The Measures are vague in terms of the extent to which they make public notice and response to comments mandatory duties. The duty to disclose relevant information and solicit comment is framed as expectant rather than compulsory (“should” rather than “must”).  The Measures also direct relevant departments to analyze and respond, when necessary, to public comments, and do not identify the form in which this response would be made or the timeframe for response.  At bottom, it is unclear whether failure to adhere to the Measures in the context of a given decision leaves the decision vulnerable to challenge for procedural irregularity, and without the guarantee of such a challenge, query whether governmental decision makers will see themselves as accountable under the Measures.

The last component of the Measures provides for greater public oversight of government entities and involvement in environmental enforcement. They provide that the relevant departments should employ special inspectors to supervise environmental operations; the special inspectors would be drawn from the NPC, the People’s PPC, democratic parties, environmental protection social organizations, and volunteers. Volunteers and social organization members would also be used to supervise the impacts of environmental protection activities and construction projects.  The Measures appear to provide for public involvement in investigations.  Precisely how this involvement would work and how the rights of the accused can avoid compromise in such circumstances are far from clear.  Likewise, the Measures do not specify how the relevant departments are to use any findings made by outside monitors.
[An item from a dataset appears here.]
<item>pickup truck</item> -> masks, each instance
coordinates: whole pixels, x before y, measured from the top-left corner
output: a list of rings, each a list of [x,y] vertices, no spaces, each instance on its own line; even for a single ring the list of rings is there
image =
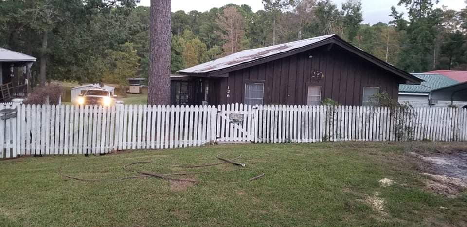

The Measures supplement these formal oversight and inspection mechanisms with provisions inviting the public to report violations and permitting social groups to bring their own enforcement suits. Under the Measures, the general public would be able to report environmental violations of any entity, including state and public institutions, to the relevant department. The department receiving this information would be required to keep the report and reporter’s identity confidential. To encourage reporting, the Measures encourage departments to set up special funds to reward meritorious reports. Finally, the Measures provide that qualified environmental protection social organizations can bring suits against entities that pollute or cause ecological damage. As part of these suits, the department that has responsibility for regulating the defendant would be required to provide relevant information to support the lawsuit if so requested.

In short, the Measures sketch out a framework for expanded participation in environmental regulation in China. Although the Measures provide an outline for expanded involvement, it remains to be seen how frequently China’s environmental protection departments use these procedures and what substantive effect they will have on environmental regulation and enforcement.